Sunday, January 3, 2010

We're Done!

The yearlong food experiment is over, and we celebrated with a wonderful potluck at Jo and Kris's home. Most of the remaining core members brought a dish still made with local foods, but with a few non-local flourishes. Kris kept us filled with fresh coffee, offering dabs of local honey and some coconut milk. It sure is nice to have coffee all the time!
Though I had plenty of difficult days, I am certainly glad, now that it is over, that I participated in the food challenge all year. Things I thought would be really hard turned out to be pretty easy. I really had not too much trouble going without prepared condiments and exotic spices. I was surprised that the social aspect of eating with my friends would be the hardest challenge of the year.

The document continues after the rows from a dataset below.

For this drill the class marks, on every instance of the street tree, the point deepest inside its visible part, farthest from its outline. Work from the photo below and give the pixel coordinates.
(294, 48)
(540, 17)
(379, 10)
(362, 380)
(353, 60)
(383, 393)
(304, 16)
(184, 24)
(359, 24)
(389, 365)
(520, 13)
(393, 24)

It was pretty fun on the first day of this year, hearing each remaining core member recount their experiences. I wasn't the only participant who found themselves becoming uncharacteristically picky about the quality of their food, their lessening comfort level upon visiting a typical grocery store, their continuing commitment to local eating and the big reduction in their trash.
Will I continue? You bet, with the Locavore Lite 2010 plan. I will continue to try to grow as much of my own food as I can, eat locally-grown foods, trade with my friends and neighbors and eat as close to the ground as I can. But this week has also included Napa Valley wine, Indian spices, coffee, wheat berries and miso soup.